Identifying Sparsely Active Circuits Through Local Loss Landscape Decomposition
This work addresses the challenge of mechanistic interpretability for researchers by providing a tool to uncover underlying circuits, though it appears incremental as it builds on existing interpretability methods.
The paper tackled the problem of understanding neural network circuits by introducing Local Loss Landscape Decomposition (L3D), a method that identifies low-rank subnetworks in parameter space, and demonstrated its effectiveness in recovering known subnetworks in toy models and applying it to real-world models like transformers and CNNs.
Much of mechanistic interpretability has focused on understanding the activation spaces of large neural networks. However, activation space-based approaches reveal little about the underlying circuitry used to compute features. To better understand the circuits employed by models, we introduce a new decomposition method called Local Loss Landscape Decomposition (L3D). L3D identifies a set of low-rank subnetworks: directions in parameter space of which a subset can reconstruct the gradient of the loss between any sample's output and a reference output vector.
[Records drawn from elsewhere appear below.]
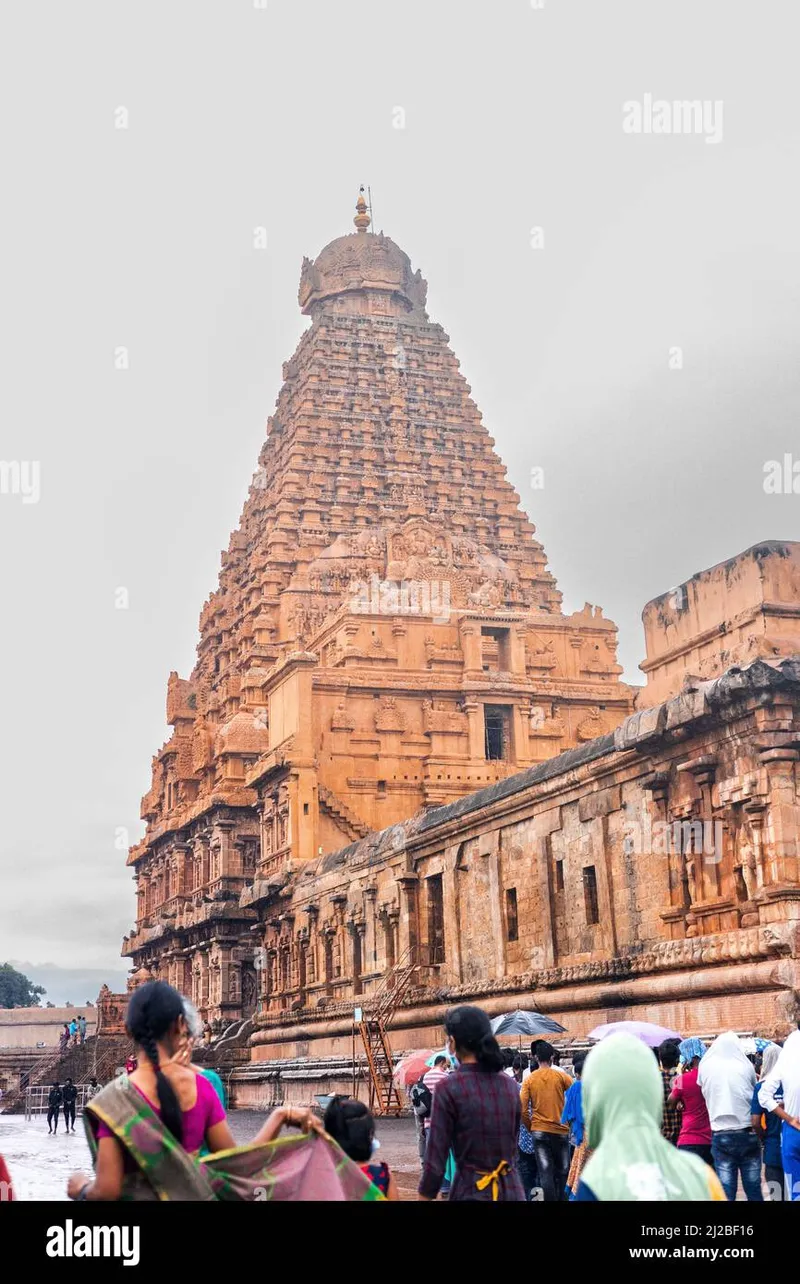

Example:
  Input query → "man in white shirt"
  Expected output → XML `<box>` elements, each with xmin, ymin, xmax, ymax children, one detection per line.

<box><xmin>758</xmin><ymin>1029</ymin><xmax>800</xmax><ymax>1202</ymax></box>
<box><xmin>698</xmin><ymin>1031</ymin><xmax>762</xmax><ymax>1201</ymax></box>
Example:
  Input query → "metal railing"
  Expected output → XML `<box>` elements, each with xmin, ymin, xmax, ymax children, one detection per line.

<box><xmin>23</xmin><ymin>1085</ymin><xmax>95</xmax><ymax>1119</ymax></box>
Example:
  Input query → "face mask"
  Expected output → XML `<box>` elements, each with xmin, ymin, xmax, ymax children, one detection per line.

<box><xmin>371</xmin><ymin>1137</ymin><xmax>381</xmax><ymax>1155</ymax></box>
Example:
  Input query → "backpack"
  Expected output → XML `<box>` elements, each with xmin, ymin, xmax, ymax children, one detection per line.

<box><xmin>410</xmin><ymin>1075</ymin><xmax>433</xmax><ymax>1118</ymax></box>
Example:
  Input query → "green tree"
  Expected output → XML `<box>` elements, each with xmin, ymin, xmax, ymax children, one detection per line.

<box><xmin>0</xmin><ymin>963</ymin><xmax>46</xmax><ymax>1008</ymax></box>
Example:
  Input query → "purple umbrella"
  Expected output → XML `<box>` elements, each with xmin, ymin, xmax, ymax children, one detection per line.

<box><xmin>588</xmin><ymin>1020</ymin><xmax>682</xmax><ymax>1048</ymax></box>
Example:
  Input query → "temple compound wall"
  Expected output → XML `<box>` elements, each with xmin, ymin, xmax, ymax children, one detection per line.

<box><xmin>231</xmin><ymin>652</ymin><xmax>800</xmax><ymax>1104</ymax></box>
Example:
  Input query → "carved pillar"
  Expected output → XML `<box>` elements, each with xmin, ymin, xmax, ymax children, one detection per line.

<box><xmin>459</xmin><ymin>621</ymin><xmax>482</xmax><ymax>676</ymax></box>
<box><xmin>594</xmin><ymin>816</ymin><xmax>619</xmax><ymax>958</ymax></box>
<box><xmin>677</xmin><ymin>756</ymin><xmax>720</xmax><ymax>901</ymax></box>
<box><xmin>194</xmin><ymin>835</ymin><xmax>210</xmax><ymax>888</ymax></box>
<box><xmin>397</xmin><ymin>874</ymin><xmax>419</xmax><ymax>964</ymax></box>
<box><xmin>462</xmin><ymin>700</ymin><xmax>483</xmax><ymax>761</ymax></box>
<box><xmin>349</xmin><ymin>921</ymin><xmax>365</xmax><ymax>996</ymax></box>
<box><xmin>199</xmin><ymin>951</ymin><xmax>210</xmax><ymax>1012</ymax></box>
<box><xmin>443</xmin><ymin>844</ymin><xmax>464</xmax><ymax>982</ymax></box>
<box><xmin>363</xmin><ymin>887</ymin><xmax>378</xmax><ymax>973</ymax></box>
<box><xmin>331</xmin><ymin>895</ymin><xmax>347</xmax><ymax>982</ymax></box>
<box><xmin>305</xmin><ymin>906</ymin><xmax>319</xmax><ymax>986</ymax></box>
<box><xmin>481</xmin><ymin>832</ymin><xmax>506</xmax><ymax>980</ymax></box>
<box><xmin>322</xmin><ymin>925</ymin><xmax>335</xmax><ymax>995</ymax></box>
<box><xmin>508</xmin><ymin>624</ymin><xmax>527</xmax><ymax>675</ymax></box>
<box><xmin>744</xmin><ymin>801</ymin><xmax>767</xmax><ymax>893</ymax></box>
<box><xmin>759</xmin><ymin>748</ymin><xmax>800</xmax><ymax>890</ymax></box>
<box><xmin>511</xmin><ymin>704</ymin><xmax>531</xmax><ymax>767</ymax></box>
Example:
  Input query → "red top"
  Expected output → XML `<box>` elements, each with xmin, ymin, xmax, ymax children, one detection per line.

<box><xmin>0</xmin><ymin>1155</ymin><xmax>14</xmax><ymax>1201</ymax></box>
<box><xmin>671</xmin><ymin>1066</ymin><xmax>712</xmax><ymax>1147</ymax></box>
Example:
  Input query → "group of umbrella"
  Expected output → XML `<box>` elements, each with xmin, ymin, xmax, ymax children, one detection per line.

<box><xmin>393</xmin><ymin>1008</ymin><xmax>760</xmax><ymax>1087</ymax></box>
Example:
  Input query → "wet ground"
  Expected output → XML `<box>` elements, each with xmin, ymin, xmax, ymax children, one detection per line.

<box><xmin>0</xmin><ymin>1110</ymin><xmax>421</xmax><ymax>1201</ymax></box>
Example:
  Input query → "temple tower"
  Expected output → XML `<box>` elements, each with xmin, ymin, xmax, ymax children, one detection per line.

<box><xmin>124</xmin><ymin>191</ymin><xmax>635</xmax><ymax>1021</ymax></box>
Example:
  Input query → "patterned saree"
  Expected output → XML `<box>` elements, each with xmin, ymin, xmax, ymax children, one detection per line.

<box><xmin>84</xmin><ymin>1080</ymin><xmax>383</xmax><ymax>1202</ymax></box>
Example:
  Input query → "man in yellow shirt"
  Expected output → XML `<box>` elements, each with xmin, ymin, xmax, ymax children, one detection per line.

<box><xmin>520</xmin><ymin>1041</ymin><xmax>573</xmax><ymax>1201</ymax></box>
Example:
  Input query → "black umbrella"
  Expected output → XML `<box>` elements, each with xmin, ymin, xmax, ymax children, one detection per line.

<box><xmin>490</xmin><ymin>1010</ymin><xmax>567</xmax><ymax>1037</ymax></box>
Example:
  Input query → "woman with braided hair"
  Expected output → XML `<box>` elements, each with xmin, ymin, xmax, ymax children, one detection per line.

<box><xmin>67</xmin><ymin>980</ymin><xmax>379</xmax><ymax>1202</ymax></box>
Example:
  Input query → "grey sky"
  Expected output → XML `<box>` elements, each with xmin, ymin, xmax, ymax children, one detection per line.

<box><xmin>1</xmin><ymin>0</ymin><xmax>798</xmax><ymax>989</ymax></box>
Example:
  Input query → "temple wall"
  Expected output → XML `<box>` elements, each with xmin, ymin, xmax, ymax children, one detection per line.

<box><xmin>241</xmin><ymin>658</ymin><xmax>800</xmax><ymax>1096</ymax></box>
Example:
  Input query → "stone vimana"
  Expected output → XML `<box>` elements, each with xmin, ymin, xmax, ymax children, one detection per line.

<box><xmin>124</xmin><ymin>191</ymin><xmax>800</xmax><ymax>1103</ymax></box>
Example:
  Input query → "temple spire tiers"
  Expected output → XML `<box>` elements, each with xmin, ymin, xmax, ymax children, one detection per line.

<box><xmin>125</xmin><ymin>202</ymin><xmax>635</xmax><ymax>1026</ymax></box>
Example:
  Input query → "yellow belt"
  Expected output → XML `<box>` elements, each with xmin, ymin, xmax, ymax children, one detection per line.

<box><xmin>475</xmin><ymin>1159</ymin><xmax>510</xmax><ymax>1201</ymax></box>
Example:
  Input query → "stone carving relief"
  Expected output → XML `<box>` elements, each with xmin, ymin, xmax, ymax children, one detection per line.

<box><xmin>375</xmin><ymin>697</ymin><xmax>406</xmax><ymax>733</ymax></box>
<box><xmin>527</xmin><ymin>635</ymin><xmax>558</xmax><ymax>670</ymax></box>
<box><xmin>331</xmin><ymin>700</ymin><xmax>356</xmax><ymax>731</ymax></box>
<box><xmin>529</xmin><ymin>705</ymin><xmax>566</xmax><ymax>738</ymax></box>
<box><xmin>422</xmin><ymin>699</ymin><xmax>468</xmax><ymax>734</ymax></box>
<box><xmin>576</xmin><ymin>707</ymin><xmax>606</xmax><ymax>742</ymax></box>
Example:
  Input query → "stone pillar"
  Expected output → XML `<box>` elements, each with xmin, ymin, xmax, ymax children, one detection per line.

<box><xmin>306</xmin><ymin>906</ymin><xmax>319</xmax><ymax>987</ymax></box>
<box><xmin>462</xmin><ymin>700</ymin><xmax>484</xmax><ymax>761</ymax></box>
<box><xmin>194</xmin><ymin>835</ymin><xmax>210</xmax><ymax>888</ymax></box>
<box><xmin>760</xmin><ymin>748</ymin><xmax>800</xmax><ymax>889</ymax></box>
<box><xmin>199</xmin><ymin>951</ymin><xmax>210</xmax><ymax>1012</ymax></box>
<box><xmin>511</xmin><ymin>703</ymin><xmax>531</xmax><ymax>766</ymax></box>
<box><xmin>331</xmin><ymin>895</ymin><xmax>347</xmax><ymax>985</ymax></box>
<box><xmin>593</xmin><ymin>815</ymin><xmax>619</xmax><ymax>958</ymax></box>
<box><xmin>508</xmin><ymin>624</ymin><xmax>527</xmax><ymax>675</ymax></box>
<box><xmin>397</xmin><ymin>874</ymin><xmax>419</xmax><ymax>963</ymax></box>
<box><xmin>363</xmin><ymin>886</ymin><xmax>378</xmax><ymax>974</ymax></box>
<box><xmin>677</xmin><ymin>756</ymin><xmax>720</xmax><ymax>900</ymax></box>
<box><xmin>481</xmin><ymin>831</ymin><xmax>506</xmax><ymax>981</ymax></box>
<box><xmin>534</xmin><ymin>821</ymin><xmax>561</xmax><ymax>969</ymax></box>
<box><xmin>442</xmin><ymin>844</ymin><xmax>464</xmax><ymax>983</ymax></box>
<box><xmin>459</xmin><ymin>621</ymin><xmax>482</xmax><ymax>677</ymax></box>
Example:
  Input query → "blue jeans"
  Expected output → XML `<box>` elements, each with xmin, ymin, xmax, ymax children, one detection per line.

<box><xmin>711</xmin><ymin>1129</ymin><xmax>763</xmax><ymax>1201</ymax></box>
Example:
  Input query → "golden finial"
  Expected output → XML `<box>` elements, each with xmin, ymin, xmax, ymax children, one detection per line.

<box><xmin>354</xmin><ymin>185</ymin><xmax>371</xmax><ymax>233</ymax></box>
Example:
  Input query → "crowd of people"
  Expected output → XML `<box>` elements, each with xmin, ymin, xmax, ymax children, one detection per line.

<box><xmin>1</xmin><ymin>982</ymin><xmax>798</xmax><ymax>1202</ymax></box>
<box><xmin>412</xmin><ymin>1013</ymin><xmax>800</xmax><ymax>1202</ymax></box>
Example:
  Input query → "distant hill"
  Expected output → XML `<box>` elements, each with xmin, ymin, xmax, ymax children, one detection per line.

<box><xmin>9</xmin><ymin>961</ymin><xmax>130</xmax><ymax>1007</ymax></box>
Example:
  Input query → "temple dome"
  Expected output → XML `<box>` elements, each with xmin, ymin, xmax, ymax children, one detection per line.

<box><xmin>298</xmin><ymin>190</ymin><xmax>428</xmax><ymax>318</ymax></box>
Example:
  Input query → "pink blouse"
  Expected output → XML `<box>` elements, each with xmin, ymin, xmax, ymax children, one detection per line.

<box><xmin>96</xmin><ymin>1073</ymin><xmax>225</xmax><ymax>1154</ymax></box>
<box><xmin>671</xmin><ymin>1067</ymin><xmax>712</xmax><ymax>1147</ymax></box>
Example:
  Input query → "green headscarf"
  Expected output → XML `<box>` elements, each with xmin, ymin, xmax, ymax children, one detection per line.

<box><xmin>581</xmin><ymin>1033</ymin><xmax>716</xmax><ymax>1201</ymax></box>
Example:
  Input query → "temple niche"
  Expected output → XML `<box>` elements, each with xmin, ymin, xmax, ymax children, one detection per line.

<box><xmin>123</xmin><ymin>194</ymin><xmax>800</xmax><ymax>1102</ymax></box>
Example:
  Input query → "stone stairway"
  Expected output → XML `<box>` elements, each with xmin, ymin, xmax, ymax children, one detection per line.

<box><xmin>318</xmin><ymin>785</ymin><xmax>372</xmax><ymax>842</ymax></box>
<box><xmin>0</xmin><ymin>1034</ymin><xmax>132</xmax><ymax>1113</ymax></box>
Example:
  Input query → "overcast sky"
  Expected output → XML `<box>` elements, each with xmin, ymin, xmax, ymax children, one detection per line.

<box><xmin>1</xmin><ymin>0</ymin><xmax>798</xmax><ymax>1002</ymax></box>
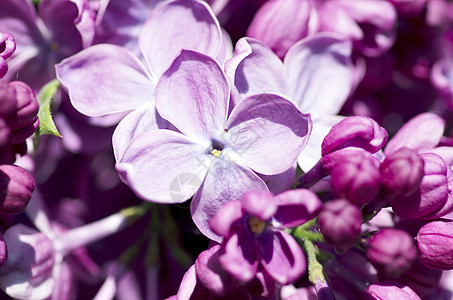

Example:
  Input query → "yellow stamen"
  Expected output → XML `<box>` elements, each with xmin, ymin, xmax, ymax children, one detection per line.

<box><xmin>211</xmin><ymin>149</ymin><xmax>221</xmax><ymax>158</ymax></box>
<box><xmin>248</xmin><ymin>216</ymin><xmax>267</xmax><ymax>234</ymax></box>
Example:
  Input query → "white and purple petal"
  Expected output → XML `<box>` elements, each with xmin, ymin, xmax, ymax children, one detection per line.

<box><xmin>225</xmin><ymin>93</ymin><xmax>312</xmax><ymax>175</ymax></box>
<box><xmin>139</xmin><ymin>0</ymin><xmax>222</xmax><ymax>79</ymax></box>
<box><xmin>56</xmin><ymin>44</ymin><xmax>154</xmax><ymax>117</ymax></box>
<box><xmin>116</xmin><ymin>130</ymin><xmax>210</xmax><ymax>203</ymax></box>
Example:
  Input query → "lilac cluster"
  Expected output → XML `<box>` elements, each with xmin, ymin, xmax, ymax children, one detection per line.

<box><xmin>1</xmin><ymin>0</ymin><xmax>453</xmax><ymax>299</ymax></box>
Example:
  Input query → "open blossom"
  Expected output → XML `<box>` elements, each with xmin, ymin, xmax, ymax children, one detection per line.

<box><xmin>0</xmin><ymin>32</ymin><xmax>15</xmax><ymax>79</ymax></box>
<box><xmin>205</xmin><ymin>190</ymin><xmax>321</xmax><ymax>290</ymax></box>
<box><xmin>116</xmin><ymin>50</ymin><xmax>311</xmax><ymax>241</ymax></box>
<box><xmin>56</xmin><ymin>0</ymin><xmax>225</xmax><ymax>157</ymax></box>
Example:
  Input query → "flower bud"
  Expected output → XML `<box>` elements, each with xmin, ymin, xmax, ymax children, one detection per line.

<box><xmin>0</xmin><ymin>164</ymin><xmax>35</xmax><ymax>214</ymax></box>
<box><xmin>0</xmin><ymin>224</ymin><xmax>55</xmax><ymax>300</ymax></box>
<box><xmin>5</xmin><ymin>81</ymin><xmax>39</xmax><ymax>131</ymax></box>
<box><xmin>323</xmin><ymin>148</ymin><xmax>381</xmax><ymax>206</ymax></box>
<box><xmin>380</xmin><ymin>148</ymin><xmax>424</xmax><ymax>197</ymax></box>
<box><xmin>318</xmin><ymin>199</ymin><xmax>362</xmax><ymax>252</ymax></box>
<box><xmin>391</xmin><ymin>152</ymin><xmax>451</xmax><ymax>220</ymax></box>
<box><xmin>321</xmin><ymin>116</ymin><xmax>388</xmax><ymax>156</ymax></box>
<box><xmin>0</xmin><ymin>82</ymin><xmax>17</xmax><ymax>118</ymax></box>
<box><xmin>366</xmin><ymin>229</ymin><xmax>417</xmax><ymax>277</ymax></box>
<box><xmin>363</xmin><ymin>280</ymin><xmax>421</xmax><ymax>300</ymax></box>
<box><xmin>417</xmin><ymin>220</ymin><xmax>453</xmax><ymax>270</ymax></box>
<box><xmin>0</xmin><ymin>33</ymin><xmax>16</xmax><ymax>60</ymax></box>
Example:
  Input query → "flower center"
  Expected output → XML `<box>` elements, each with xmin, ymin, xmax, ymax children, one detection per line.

<box><xmin>248</xmin><ymin>216</ymin><xmax>267</xmax><ymax>234</ymax></box>
<box><xmin>210</xmin><ymin>140</ymin><xmax>224</xmax><ymax>158</ymax></box>
<box><xmin>50</xmin><ymin>42</ymin><xmax>59</xmax><ymax>52</ymax></box>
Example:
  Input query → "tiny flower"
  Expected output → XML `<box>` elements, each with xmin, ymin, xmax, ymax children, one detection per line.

<box><xmin>366</xmin><ymin>228</ymin><xmax>417</xmax><ymax>277</ymax></box>
<box><xmin>417</xmin><ymin>220</ymin><xmax>453</xmax><ymax>270</ymax></box>
<box><xmin>318</xmin><ymin>199</ymin><xmax>362</xmax><ymax>252</ymax></box>
<box><xmin>210</xmin><ymin>189</ymin><xmax>321</xmax><ymax>285</ymax></box>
We design a series of progressively more challenging toy models with well-defined subnetworks and show that L3D can nearly perfectly recover the associated subnetworks. Additionally, we investigate the extent to which perturbing the model in the direction of a given subnetwork affects only the relevant subset of samples. Finally, we apply L3D to a real-world transformer model and a convolutional neural network, demonstrating its potential to identify interpretable and relevant circuits in parameter space.